This story was originally printed in the Summer 2014 issue of the JCC Circle.

It started with a kernel of an idea: How can JCCs increase their engagement with Israel, both for the institution and for the people it serves?

The result was Israel & Your JCC, an all-in-one guide to finding ways for the Jewish homeland to permeate the offerings of the J.

Funded generously by George and Harriet Blank, each JCC will receive three copies of the spiral-bound, hardcover. Richly illustrated with both images and ideas, it is meant to be a toolkit, offering JCCs concrete ways to better connect with Israel.

“I was born in Europe and came from the Holocaust era, even though I am not a survivor,” says Harriet Blank, chair of JCC Association’s Israel Committee for the past two years. “I understand the importance of Israel to our people.”

And she wanted to find a way for younger generations to share that pride, get them beyond negative headlines and see Israel with a deeper appreciation of its significance. What better way to do that than have JCCs incorporate Israel into all that they do?

The book is divided into eight easy-to-flip-to sections. These include Suggestions for Israel programming, Travel to Israel, and A shaliach at your JCC, How to fund Israel programming, Engaging Israelis at your JCC, and more. The opening chapter, Israel in the air at your JCC, addresses the issue at a fundamental level: How to boost Israel’s presence in public spaces, in early childhood and camp programs, even in your fitness center. Suggestions include: highlighting something like Maccabi Tel Aviv’s surprise win over Real Madrid in the Euroleague basketball championships, or offering Krav Maga, the Israeli self-defense discipline.

In addition, the guide details the benefits of hosting an Israeli shaliach, or emissary, who can become the face of Israel for your community.
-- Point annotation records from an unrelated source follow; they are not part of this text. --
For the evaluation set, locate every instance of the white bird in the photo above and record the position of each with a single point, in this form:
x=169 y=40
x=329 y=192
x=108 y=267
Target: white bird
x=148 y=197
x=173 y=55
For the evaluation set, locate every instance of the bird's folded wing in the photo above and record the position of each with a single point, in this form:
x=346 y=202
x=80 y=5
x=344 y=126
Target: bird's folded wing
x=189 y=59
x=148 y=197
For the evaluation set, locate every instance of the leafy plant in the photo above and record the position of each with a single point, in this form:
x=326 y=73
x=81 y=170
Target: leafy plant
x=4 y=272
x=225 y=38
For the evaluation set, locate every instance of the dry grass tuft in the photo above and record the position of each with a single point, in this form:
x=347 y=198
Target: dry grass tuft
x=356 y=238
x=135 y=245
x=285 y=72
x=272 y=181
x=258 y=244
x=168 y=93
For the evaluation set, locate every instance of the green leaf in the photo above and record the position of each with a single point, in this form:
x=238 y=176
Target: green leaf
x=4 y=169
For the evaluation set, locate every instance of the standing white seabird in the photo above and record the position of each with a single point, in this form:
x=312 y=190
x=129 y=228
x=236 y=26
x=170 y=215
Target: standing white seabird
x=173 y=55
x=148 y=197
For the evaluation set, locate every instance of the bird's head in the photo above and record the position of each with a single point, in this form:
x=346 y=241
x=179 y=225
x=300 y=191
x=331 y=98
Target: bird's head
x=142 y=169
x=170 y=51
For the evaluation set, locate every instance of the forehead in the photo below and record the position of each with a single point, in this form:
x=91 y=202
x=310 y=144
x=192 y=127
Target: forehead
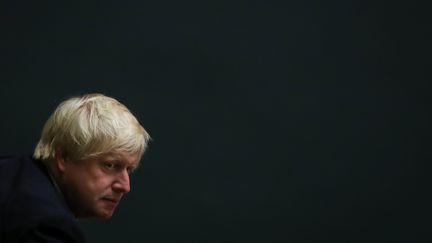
x=121 y=157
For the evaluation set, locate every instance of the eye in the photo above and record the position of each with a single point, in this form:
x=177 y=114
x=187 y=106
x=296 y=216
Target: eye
x=131 y=170
x=108 y=165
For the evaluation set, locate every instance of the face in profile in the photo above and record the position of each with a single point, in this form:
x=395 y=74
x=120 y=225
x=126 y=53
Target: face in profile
x=94 y=187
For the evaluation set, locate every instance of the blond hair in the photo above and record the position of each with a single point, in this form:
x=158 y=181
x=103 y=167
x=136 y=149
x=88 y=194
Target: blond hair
x=90 y=125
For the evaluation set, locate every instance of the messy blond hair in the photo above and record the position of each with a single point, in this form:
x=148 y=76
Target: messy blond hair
x=90 y=125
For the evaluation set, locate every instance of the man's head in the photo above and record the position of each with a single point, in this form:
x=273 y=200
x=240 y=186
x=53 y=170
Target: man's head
x=90 y=144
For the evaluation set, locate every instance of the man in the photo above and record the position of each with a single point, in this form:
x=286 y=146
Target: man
x=80 y=168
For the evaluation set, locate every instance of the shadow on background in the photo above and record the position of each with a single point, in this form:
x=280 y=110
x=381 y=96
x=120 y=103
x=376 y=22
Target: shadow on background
x=299 y=121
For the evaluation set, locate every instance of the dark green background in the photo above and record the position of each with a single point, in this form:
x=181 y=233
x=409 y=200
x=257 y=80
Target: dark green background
x=272 y=121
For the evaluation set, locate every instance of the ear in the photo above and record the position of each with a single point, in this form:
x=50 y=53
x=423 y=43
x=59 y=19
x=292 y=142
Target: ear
x=60 y=161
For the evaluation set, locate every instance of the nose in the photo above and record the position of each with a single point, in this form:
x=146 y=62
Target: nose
x=122 y=183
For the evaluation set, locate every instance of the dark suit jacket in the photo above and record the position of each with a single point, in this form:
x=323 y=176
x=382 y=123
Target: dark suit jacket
x=31 y=208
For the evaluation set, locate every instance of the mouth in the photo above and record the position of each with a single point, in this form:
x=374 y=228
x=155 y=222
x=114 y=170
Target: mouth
x=111 y=201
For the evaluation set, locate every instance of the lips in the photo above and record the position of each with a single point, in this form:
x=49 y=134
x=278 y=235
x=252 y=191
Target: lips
x=113 y=201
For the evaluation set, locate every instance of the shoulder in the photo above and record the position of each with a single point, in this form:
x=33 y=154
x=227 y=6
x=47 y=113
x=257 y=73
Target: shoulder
x=33 y=210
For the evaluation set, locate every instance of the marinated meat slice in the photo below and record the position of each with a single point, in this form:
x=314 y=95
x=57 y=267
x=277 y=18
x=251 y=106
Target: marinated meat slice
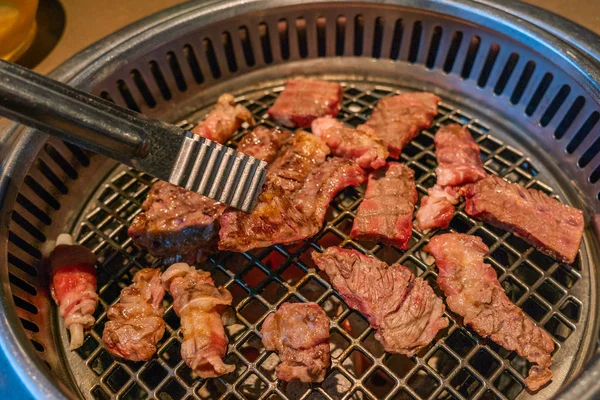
x=437 y=209
x=458 y=157
x=459 y=163
x=300 y=333
x=550 y=226
x=263 y=143
x=398 y=119
x=403 y=309
x=287 y=217
x=473 y=291
x=199 y=304
x=176 y=224
x=304 y=100
x=179 y=225
x=361 y=145
x=136 y=322
x=73 y=286
x=386 y=211
x=223 y=120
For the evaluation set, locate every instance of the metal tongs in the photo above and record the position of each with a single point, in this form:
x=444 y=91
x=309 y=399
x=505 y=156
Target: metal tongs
x=155 y=147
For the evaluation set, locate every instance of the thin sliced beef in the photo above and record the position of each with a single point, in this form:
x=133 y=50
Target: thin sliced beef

And engaging the 750,000 Israelis who live in North America today is a laudable goal that will increase their connection to diaspora Jewry and its connection to them.

“I think the guide offers enough information for people to make intelligent decisions for a whole variety of programs,” says Blank, who was very pleased with the results. “This provides guidelines, gives contacts and touches on culture, the arts and concrete things you can bring to the JCC.

“We wanted to give JCC leaders something tangible, something they could use.”